Greenhut añade: «Como señaló acertadamente el papa Francisco, algunas personas utilizarán sus recursos para explotar a otras. Pero olvida convenientemente que las injusticias han existido a lo largo de la historia. A medida que se ha expandido la economía de mercado basada en los derechos de propiedad, la pobreza extrema ha retrocedido en todo el mundo. La población que vive en la pobreza extrema ha descendido vertiginosamente en paralelo al crecimiento de los “dogmas” económicos que el papa denuncia. Quizás haya una conexión».


Las reglas de la riqueza

Por supuesto, muchas personas siguen enfrentándose a dificultades extremas, y la pandemia no les ha mejorado la vida. Pero, ¿es la confiscación o la redistribución de la riqueza personal la respuesta?

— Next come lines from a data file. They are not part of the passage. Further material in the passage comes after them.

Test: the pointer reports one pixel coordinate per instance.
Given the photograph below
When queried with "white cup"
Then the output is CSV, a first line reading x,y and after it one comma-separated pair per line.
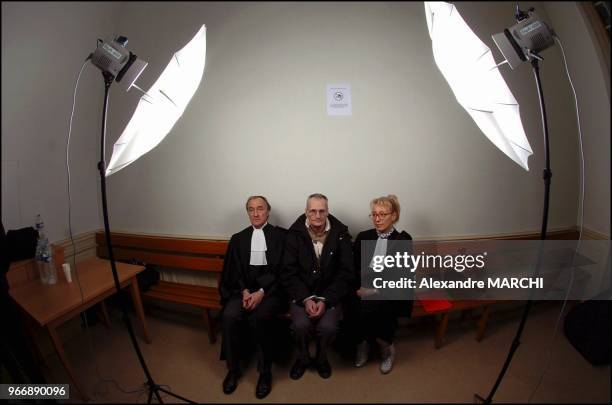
x,y
67,272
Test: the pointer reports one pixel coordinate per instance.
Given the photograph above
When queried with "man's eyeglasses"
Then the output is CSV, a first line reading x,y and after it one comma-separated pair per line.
x,y
259,210
381,215
312,213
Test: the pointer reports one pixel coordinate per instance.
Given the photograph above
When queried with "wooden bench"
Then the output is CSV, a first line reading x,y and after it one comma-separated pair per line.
x,y
178,253
460,305
207,256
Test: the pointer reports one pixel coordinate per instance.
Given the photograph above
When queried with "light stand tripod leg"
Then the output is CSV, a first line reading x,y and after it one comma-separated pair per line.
x,y
153,388
547,176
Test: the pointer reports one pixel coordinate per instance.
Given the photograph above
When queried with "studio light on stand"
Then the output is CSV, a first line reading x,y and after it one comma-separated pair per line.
x,y
157,112
469,68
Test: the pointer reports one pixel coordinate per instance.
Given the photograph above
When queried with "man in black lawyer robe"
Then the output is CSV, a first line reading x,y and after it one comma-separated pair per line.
x,y
250,292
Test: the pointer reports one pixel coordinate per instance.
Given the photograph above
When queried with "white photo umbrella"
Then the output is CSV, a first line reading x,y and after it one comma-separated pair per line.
x,y
469,68
162,105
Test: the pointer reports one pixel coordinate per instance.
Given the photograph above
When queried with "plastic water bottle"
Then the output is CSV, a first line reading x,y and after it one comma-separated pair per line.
x,y
44,256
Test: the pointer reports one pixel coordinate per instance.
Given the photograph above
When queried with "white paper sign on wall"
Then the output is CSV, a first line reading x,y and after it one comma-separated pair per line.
x,y
339,100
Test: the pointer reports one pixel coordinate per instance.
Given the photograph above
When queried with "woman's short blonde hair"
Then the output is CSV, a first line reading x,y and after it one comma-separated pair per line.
x,y
389,201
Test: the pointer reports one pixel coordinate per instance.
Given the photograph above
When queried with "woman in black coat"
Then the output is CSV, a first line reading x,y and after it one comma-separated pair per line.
x,y
376,315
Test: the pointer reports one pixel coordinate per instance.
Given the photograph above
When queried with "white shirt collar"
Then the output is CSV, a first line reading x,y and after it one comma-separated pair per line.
x,y
258,247
327,224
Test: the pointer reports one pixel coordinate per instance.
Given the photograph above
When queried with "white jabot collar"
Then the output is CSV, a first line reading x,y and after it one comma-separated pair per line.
x,y
258,247
327,224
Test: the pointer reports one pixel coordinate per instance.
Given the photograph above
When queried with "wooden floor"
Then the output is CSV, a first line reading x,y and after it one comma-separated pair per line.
x,y
182,358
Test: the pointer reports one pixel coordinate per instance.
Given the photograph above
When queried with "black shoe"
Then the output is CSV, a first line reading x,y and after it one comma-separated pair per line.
x,y
298,369
264,385
230,382
324,369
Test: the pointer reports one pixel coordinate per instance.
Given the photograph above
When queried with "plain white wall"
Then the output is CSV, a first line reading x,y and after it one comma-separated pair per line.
x,y
592,87
43,47
258,123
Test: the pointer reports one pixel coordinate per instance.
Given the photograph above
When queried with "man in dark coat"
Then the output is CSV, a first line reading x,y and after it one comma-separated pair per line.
x,y
317,274
250,292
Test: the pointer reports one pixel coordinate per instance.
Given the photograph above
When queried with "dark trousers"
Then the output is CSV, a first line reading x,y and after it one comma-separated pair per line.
x,y
259,320
376,319
325,329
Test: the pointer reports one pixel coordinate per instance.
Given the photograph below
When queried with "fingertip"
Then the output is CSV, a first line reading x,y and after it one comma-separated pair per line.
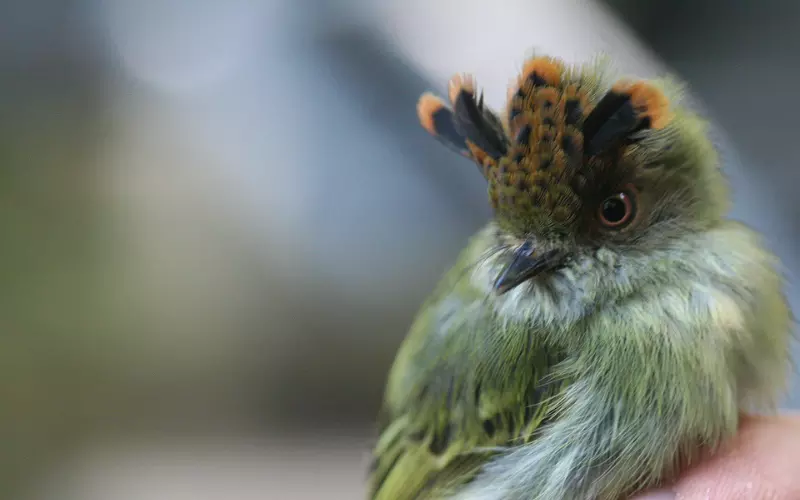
x,y
761,462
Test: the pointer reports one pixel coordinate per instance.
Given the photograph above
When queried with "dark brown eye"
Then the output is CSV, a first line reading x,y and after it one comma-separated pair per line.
x,y
618,209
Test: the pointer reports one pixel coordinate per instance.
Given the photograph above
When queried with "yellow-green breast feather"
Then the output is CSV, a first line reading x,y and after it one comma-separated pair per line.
x,y
448,409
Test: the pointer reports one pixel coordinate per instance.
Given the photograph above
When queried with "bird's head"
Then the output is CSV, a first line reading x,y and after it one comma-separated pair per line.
x,y
578,163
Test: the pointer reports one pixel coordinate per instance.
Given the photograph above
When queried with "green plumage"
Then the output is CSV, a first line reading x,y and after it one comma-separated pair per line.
x,y
607,371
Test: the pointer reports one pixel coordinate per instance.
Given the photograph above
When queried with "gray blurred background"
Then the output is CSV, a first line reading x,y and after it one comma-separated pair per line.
x,y
218,217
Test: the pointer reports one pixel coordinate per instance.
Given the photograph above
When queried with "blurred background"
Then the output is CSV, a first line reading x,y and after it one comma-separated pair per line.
x,y
218,217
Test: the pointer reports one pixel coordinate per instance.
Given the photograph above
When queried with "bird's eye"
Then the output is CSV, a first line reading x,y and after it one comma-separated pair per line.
x,y
617,210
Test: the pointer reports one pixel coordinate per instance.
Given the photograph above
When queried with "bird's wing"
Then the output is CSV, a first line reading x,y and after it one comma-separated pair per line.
x,y
463,388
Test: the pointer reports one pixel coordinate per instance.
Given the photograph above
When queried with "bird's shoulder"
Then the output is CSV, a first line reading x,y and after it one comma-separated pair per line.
x,y
464,386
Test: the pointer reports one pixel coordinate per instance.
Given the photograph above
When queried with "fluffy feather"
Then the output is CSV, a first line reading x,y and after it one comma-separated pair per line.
x,y
611,372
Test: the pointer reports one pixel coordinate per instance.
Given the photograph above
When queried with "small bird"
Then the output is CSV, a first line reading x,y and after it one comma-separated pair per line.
x,y
608,325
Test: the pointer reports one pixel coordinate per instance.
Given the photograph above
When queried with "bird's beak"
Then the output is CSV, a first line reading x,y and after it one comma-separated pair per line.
x,y
527,264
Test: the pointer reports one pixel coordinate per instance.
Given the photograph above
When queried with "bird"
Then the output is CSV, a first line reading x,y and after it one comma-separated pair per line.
x,y
608,326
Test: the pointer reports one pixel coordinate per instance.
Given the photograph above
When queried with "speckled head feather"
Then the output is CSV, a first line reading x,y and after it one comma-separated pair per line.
x,y
564,129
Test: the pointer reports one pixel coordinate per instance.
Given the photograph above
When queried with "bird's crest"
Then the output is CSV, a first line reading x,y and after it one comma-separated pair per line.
x,y
561,127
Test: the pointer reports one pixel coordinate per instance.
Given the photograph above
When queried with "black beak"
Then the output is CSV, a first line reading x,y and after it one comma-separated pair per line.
x,y
526,265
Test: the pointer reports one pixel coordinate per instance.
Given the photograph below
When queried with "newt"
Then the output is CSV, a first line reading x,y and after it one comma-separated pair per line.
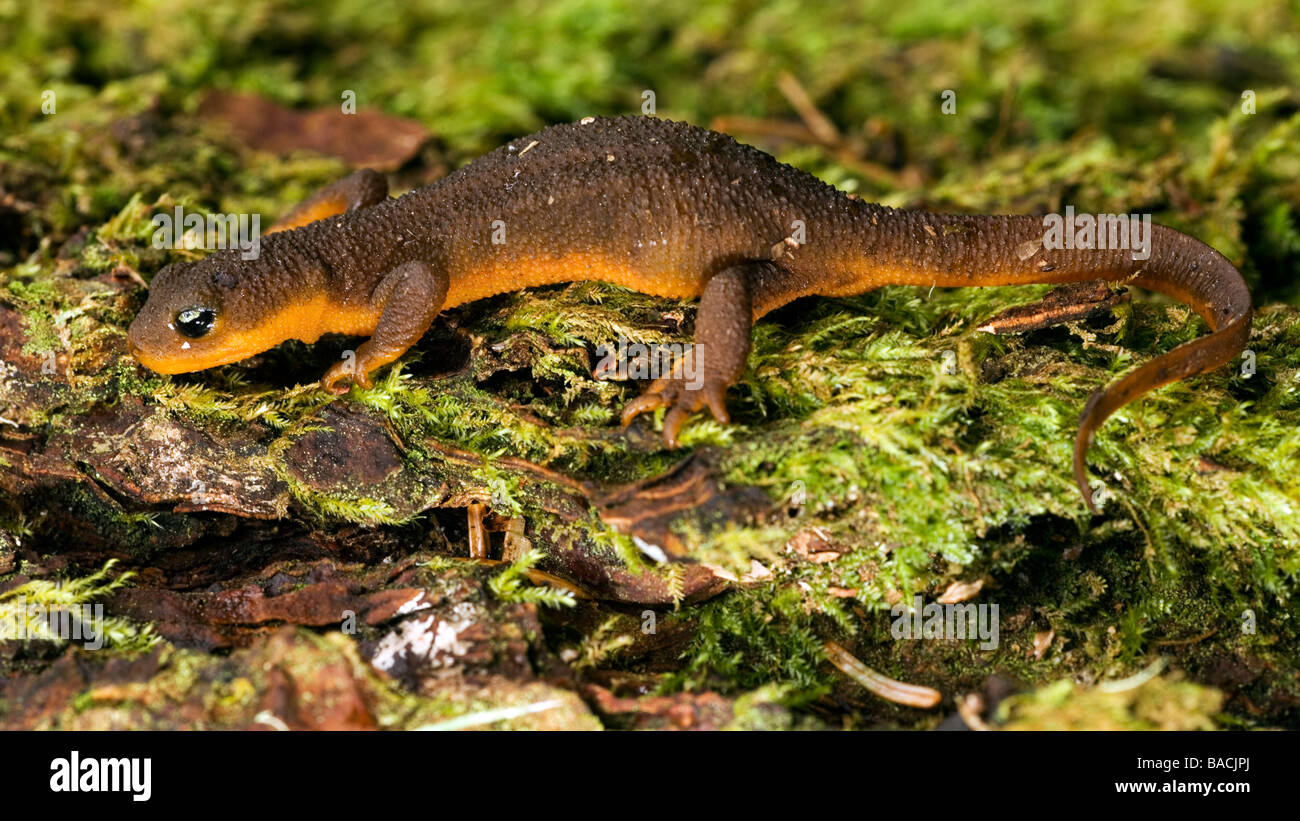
x,y
659,207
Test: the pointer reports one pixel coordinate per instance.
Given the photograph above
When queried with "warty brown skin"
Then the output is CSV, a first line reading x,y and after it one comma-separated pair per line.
x,y
659,207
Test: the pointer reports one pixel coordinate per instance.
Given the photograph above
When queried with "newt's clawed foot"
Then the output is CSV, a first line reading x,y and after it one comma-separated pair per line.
x,y
342,376
683,398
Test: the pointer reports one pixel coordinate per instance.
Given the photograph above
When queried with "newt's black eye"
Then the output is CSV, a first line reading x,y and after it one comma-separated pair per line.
x,y
195,322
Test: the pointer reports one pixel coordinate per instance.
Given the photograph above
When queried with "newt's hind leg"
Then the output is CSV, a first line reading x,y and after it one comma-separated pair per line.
x,y
731,302
354,192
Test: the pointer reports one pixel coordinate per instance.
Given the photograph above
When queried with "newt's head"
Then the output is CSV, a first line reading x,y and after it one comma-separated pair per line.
x,y
202,315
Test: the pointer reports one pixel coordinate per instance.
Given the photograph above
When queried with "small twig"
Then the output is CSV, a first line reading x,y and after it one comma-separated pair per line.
x,y
885,687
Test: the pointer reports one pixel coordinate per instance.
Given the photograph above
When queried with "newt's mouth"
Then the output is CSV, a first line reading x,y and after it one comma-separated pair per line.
x,y
189,361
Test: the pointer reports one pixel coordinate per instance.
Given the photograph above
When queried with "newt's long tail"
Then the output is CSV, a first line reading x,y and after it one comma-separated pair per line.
x,y
961,251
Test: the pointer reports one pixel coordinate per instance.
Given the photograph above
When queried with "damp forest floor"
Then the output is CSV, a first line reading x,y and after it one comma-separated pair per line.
x,y
269,555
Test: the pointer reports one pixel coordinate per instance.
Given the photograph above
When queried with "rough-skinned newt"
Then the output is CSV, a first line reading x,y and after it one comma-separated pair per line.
x,y
659,207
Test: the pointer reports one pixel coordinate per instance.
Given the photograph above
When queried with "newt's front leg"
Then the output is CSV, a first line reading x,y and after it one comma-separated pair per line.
x,y
408,299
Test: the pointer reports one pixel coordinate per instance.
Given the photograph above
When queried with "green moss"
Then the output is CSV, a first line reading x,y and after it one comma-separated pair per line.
x,y
915,477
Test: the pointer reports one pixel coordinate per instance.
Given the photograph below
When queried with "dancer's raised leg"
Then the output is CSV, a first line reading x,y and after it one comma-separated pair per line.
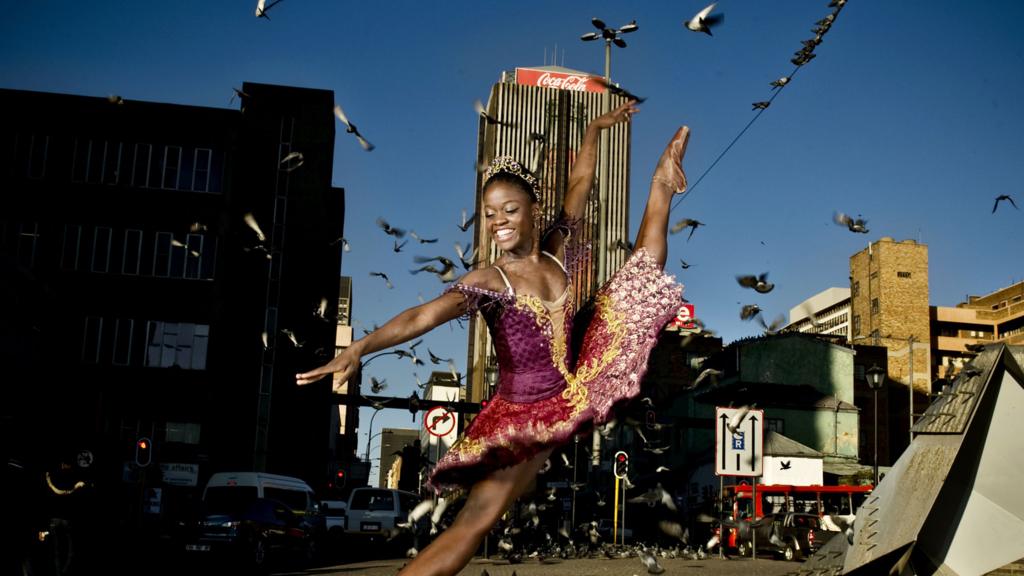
x,y
669,179
486,501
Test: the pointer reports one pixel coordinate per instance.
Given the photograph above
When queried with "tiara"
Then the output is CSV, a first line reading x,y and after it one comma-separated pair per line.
x,y
509,165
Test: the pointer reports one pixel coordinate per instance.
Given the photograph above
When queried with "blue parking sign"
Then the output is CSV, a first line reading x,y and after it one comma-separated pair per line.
x,y
737,441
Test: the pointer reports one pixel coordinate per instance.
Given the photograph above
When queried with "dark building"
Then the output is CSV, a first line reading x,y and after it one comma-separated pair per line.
x,y
165,274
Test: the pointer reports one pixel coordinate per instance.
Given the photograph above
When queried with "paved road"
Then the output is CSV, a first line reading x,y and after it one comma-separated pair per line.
x,y
589,567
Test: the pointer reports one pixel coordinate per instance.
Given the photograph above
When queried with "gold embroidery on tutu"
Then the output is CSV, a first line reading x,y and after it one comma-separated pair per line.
x,y
576,392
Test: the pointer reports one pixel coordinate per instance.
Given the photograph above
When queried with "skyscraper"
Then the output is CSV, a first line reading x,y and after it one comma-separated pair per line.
x,y
539,116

A modo de ejemplo, si el Gobierno federal adquiriera de alguna manera hasta el último céntimo de los activos de los 15 multimillonarios más ricos de EE. UU., que suman un total de 921 900 millones de dólares, y luego extendiera un cheque a cada persona de esta nación de 328,2 millones de habitantes, la parte que le correspondería a cada individuo sería de 2808,96 dólares, y eso sería un pago único.

El que acumula con su trabajo aumentará su riqueza.

La Biblia tiene mucho que decir sobre la riqueza y, dependiendo de cómo se adquiera y se utilice, si es buena o mala. «La riqueza obtenida con deshonestidad se reducirá, pero el que acumula con su trabajo aumentará», leemos en Proverbios 13:11. En otras palabras, la persona cuya dura labor, ingenio e inventiva producen riqueza puede contar con que le llegará más riqueza; la persona que se hace rica mediante el engaño perderá lo que ha ganado. Del mismo modo, «el que tiene la mano floja se empobrece, pero la mano del diligente enriquece» (10:4).

Y aquí está esta instrucción de la Palabra de Dios: «Cada uno dé según lo que haya decidido en su corazón, no de mala gana ni por obligación [coacción]; porque Dios ama al que da con alegría» (2 Corintios 9:7). Lo que una persona da sigue siendo su elección individual. Es el motivo de la persona, el estado de «su corazón», lo que le importa a Dios.

El pastor Doug Batchelor abordó el tema de la riqueza analizando el consejo bíblico del hombre más rico que jamás haya existido, el rey Salomón. Su estudio bíblico,«El hombre rico, el hombre pobre», demuestra que las pasiones humanas, sean cuales sean, nunca pueden satisfacerse a menos que se entreguen al Señor.

Algún día, si te despojan de tus derechos de propiedad —o de algo más—, ten por seguro lo que no te pueden quitar: tu decisión de seguir al Señor.